Academia is an ivory tower – and we try to break down its walls by making research available to a wider audience. Currently, only academics and few other privileged groups can access university research, which keeps its insights and benefits locked away and unable to be used.
We are a transnational organisation, working across and around borders to ensure all scholars who produce cutting-edge research have a platform with a wide and global audience of practitioners.
We intend to increase access to diverse ideas that challenge conventional thinking.
We understand diversity as the inclusion and representation of all researchers. No matter their gender identity, race, ethnicity, age, seniority, physical abilities, religion, political beliefs or class. It is precisely this diverse representation that makes our database valuable.

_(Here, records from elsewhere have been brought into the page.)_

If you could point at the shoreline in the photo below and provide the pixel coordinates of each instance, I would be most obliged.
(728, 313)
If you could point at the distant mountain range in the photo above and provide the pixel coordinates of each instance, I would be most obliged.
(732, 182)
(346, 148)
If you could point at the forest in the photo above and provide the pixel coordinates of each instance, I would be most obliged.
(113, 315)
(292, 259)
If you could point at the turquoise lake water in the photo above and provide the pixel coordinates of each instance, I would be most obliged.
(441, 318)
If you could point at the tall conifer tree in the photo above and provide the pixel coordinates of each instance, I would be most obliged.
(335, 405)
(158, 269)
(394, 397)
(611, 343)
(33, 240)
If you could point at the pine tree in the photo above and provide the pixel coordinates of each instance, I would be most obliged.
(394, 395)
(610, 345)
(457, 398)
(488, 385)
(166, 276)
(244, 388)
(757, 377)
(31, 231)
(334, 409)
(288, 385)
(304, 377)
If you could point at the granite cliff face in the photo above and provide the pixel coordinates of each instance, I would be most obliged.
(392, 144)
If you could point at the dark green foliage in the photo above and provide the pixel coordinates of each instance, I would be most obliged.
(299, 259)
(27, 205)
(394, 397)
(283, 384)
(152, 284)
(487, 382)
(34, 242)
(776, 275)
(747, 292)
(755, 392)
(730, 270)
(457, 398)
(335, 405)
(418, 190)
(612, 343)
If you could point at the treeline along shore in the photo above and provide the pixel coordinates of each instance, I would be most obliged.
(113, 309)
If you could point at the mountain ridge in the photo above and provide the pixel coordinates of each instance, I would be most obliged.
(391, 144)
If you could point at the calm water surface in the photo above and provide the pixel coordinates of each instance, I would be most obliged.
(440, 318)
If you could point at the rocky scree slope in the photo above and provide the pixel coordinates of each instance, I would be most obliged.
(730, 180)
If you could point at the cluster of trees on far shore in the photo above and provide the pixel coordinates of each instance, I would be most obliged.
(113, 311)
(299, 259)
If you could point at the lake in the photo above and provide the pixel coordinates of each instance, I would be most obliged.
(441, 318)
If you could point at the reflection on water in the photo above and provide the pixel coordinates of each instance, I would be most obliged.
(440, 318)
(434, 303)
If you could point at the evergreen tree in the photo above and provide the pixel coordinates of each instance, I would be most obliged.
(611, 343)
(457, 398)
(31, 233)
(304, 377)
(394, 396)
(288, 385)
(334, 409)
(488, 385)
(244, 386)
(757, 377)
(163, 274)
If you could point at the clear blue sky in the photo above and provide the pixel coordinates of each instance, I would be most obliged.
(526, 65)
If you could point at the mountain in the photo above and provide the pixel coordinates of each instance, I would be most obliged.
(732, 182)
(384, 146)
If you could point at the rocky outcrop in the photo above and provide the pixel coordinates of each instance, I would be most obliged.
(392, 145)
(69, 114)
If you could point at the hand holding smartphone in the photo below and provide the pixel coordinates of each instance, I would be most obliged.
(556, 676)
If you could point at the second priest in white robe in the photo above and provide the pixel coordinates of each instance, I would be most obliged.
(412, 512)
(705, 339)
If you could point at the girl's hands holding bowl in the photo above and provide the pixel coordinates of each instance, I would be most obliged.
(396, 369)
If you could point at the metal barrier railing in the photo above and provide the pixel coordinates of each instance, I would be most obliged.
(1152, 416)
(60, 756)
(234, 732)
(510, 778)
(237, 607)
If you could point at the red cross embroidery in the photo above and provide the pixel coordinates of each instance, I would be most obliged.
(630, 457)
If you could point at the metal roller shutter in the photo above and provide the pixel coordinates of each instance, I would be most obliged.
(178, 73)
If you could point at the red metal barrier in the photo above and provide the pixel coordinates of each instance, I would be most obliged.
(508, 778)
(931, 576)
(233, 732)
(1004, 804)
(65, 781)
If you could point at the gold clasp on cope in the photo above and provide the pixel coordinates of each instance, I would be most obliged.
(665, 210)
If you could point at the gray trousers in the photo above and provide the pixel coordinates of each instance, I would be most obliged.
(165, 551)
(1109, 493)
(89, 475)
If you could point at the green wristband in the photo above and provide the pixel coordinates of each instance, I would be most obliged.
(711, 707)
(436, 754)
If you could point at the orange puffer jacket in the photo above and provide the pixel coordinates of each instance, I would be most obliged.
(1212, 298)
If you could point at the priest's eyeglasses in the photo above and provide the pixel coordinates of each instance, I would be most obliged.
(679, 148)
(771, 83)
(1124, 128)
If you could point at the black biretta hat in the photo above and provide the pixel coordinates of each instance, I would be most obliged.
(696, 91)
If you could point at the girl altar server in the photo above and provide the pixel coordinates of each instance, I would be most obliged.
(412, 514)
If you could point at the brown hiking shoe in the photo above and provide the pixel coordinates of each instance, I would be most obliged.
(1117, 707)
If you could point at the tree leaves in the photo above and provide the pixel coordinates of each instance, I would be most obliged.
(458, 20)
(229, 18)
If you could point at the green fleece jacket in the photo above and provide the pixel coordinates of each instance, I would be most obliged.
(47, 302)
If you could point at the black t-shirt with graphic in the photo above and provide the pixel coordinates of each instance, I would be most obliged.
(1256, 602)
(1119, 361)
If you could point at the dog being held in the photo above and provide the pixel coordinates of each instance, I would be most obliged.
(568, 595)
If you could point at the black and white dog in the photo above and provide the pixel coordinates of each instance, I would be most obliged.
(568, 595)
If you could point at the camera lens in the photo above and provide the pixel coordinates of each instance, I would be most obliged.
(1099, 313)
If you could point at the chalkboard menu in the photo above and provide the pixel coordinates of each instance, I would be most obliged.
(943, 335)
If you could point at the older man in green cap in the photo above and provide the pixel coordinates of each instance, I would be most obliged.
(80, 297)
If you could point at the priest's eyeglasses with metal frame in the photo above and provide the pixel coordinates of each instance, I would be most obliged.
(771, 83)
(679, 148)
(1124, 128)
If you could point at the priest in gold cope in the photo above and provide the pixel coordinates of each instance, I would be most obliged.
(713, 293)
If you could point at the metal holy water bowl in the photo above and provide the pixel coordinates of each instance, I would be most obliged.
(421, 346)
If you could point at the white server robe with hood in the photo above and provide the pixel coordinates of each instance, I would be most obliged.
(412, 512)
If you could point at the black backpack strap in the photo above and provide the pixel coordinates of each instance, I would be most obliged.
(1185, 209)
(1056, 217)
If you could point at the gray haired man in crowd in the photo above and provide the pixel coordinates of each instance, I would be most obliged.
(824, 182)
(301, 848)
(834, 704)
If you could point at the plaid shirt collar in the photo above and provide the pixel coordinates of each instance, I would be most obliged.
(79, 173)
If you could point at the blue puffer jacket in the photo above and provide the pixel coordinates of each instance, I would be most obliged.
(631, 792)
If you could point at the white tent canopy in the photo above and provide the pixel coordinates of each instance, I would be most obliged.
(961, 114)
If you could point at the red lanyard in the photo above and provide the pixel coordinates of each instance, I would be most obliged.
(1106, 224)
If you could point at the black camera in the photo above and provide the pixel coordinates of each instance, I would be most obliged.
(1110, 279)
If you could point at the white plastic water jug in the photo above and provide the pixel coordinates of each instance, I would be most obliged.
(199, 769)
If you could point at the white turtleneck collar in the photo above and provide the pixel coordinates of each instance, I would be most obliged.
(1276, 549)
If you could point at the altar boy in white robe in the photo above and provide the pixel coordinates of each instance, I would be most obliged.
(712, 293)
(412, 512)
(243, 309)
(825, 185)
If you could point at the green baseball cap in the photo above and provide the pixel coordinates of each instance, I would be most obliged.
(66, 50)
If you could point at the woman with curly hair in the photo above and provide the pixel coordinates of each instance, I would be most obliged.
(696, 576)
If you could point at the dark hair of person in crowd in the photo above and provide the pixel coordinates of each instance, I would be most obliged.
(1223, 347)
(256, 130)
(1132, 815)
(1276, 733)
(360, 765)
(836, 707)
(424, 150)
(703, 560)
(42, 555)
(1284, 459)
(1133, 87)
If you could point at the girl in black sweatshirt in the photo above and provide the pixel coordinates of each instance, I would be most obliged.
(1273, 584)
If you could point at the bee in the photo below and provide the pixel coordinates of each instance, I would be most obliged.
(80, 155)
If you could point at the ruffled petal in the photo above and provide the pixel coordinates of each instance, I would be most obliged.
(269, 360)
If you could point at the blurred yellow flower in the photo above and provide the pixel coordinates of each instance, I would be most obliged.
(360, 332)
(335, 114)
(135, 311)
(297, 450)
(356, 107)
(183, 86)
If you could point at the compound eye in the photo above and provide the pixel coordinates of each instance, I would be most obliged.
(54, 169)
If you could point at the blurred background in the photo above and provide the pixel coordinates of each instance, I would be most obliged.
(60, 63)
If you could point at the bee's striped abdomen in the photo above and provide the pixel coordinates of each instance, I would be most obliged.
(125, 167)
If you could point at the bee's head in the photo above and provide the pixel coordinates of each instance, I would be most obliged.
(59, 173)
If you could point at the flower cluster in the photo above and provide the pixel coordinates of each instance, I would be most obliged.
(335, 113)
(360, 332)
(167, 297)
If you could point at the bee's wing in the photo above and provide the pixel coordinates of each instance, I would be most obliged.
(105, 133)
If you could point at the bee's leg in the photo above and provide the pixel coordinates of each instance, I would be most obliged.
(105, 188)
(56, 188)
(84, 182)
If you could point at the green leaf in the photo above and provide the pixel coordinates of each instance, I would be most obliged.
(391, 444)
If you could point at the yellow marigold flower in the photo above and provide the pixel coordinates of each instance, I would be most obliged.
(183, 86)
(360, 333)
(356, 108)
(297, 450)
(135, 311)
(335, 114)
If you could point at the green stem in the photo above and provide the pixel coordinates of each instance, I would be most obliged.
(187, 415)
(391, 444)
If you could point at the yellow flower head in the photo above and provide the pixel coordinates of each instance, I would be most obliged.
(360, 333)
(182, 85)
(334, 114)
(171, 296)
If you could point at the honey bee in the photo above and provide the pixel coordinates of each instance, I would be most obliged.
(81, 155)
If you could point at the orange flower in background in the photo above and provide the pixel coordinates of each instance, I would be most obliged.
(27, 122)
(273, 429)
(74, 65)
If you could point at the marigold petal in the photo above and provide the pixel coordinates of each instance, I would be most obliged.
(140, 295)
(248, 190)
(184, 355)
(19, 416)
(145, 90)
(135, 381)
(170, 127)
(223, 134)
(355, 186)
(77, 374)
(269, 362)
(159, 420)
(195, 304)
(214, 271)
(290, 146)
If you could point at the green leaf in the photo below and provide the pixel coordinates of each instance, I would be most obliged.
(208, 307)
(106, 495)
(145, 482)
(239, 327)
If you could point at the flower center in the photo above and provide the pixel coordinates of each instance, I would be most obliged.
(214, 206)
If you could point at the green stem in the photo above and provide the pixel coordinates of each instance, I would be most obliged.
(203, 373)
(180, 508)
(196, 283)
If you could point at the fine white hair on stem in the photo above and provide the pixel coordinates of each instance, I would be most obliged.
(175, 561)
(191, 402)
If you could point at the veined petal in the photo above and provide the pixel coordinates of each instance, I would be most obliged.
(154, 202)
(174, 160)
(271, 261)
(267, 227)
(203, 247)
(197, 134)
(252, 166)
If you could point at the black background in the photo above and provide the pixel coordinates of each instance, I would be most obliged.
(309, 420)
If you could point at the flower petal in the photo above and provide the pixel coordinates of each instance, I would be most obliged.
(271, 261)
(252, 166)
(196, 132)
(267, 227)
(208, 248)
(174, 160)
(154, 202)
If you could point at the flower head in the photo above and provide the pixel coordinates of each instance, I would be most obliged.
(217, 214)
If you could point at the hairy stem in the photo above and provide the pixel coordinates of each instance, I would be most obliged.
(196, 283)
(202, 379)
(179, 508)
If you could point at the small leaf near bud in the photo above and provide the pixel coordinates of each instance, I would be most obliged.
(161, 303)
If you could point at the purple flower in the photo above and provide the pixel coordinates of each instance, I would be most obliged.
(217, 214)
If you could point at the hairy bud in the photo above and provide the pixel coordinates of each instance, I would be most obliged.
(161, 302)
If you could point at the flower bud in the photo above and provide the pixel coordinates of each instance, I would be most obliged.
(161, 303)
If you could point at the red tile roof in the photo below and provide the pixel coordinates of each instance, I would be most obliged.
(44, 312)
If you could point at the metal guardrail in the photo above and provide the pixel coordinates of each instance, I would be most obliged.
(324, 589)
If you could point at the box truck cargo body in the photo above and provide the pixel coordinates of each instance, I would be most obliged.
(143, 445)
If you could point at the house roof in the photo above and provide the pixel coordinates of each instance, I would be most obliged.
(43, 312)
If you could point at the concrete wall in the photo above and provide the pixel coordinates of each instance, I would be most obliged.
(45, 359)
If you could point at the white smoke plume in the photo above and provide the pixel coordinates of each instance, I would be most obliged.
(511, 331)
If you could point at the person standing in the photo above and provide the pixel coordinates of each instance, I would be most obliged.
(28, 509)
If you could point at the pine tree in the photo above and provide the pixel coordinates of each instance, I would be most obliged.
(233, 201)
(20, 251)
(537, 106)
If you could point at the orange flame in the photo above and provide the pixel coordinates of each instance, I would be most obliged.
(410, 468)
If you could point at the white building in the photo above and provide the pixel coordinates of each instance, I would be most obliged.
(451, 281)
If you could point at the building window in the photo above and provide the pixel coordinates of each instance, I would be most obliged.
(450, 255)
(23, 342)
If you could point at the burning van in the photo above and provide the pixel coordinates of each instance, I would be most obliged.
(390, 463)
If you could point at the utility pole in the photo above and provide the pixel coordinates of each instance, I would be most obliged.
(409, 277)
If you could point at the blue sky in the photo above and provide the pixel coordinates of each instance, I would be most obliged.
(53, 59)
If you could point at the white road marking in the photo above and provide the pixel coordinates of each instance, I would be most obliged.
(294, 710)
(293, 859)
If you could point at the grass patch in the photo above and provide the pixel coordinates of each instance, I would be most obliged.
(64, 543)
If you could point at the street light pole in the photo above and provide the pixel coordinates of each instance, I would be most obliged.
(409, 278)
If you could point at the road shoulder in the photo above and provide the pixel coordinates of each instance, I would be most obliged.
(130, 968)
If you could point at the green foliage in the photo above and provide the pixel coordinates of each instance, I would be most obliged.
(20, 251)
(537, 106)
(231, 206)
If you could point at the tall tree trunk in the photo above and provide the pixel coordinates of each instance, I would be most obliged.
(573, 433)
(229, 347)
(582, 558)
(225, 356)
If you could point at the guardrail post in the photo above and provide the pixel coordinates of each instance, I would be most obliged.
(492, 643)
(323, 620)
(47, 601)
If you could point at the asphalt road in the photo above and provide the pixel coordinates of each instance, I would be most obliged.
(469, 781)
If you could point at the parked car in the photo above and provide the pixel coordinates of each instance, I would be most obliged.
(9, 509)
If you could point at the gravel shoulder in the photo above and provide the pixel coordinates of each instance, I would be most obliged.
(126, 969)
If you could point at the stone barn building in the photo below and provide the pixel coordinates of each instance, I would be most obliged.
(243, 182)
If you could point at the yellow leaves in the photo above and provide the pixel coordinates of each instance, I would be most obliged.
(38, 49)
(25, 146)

By offering our users a diverse range of voices, we help practitioners in the field make evidence-based decisions that are adapted to local contexts and capable of greater impact.
Access to diversity of thought helps liberate thinking from the structural constraints of the past and today’s echo chambers. It is essential for innovation and progression in both the university and across the field of international affairs and development.
Only by healing the disciplines from centuries of blind spots, can we face the pressing challenges of the 21st century.
We protest the persistent legacy of colonialism in academia and advocate for its deconstruction.
We do so by making Acume a platform for every scholar, including regional researchers affiliated to universities outside Europe and settler states, and by sharing content that usually does not fall within the mainstream body of academic literature on international affairs and development.
That many of the world’s most prestigious universities are located in Europe and the US, is no coincidence. Most of these institutions arose during the height of European empire and played an important role in cementing colonial power structures. Although ideas have always circulated globally, and valuable knowledge has always been produced worldwide, individuals from Europe and established settler colonies have historically had more authoritative power.
It was in these parts of the world where academics decided what counted as scientific knowledge and methods, and what did not. As a result, academic systems amplified privileged voices, while silencing many others.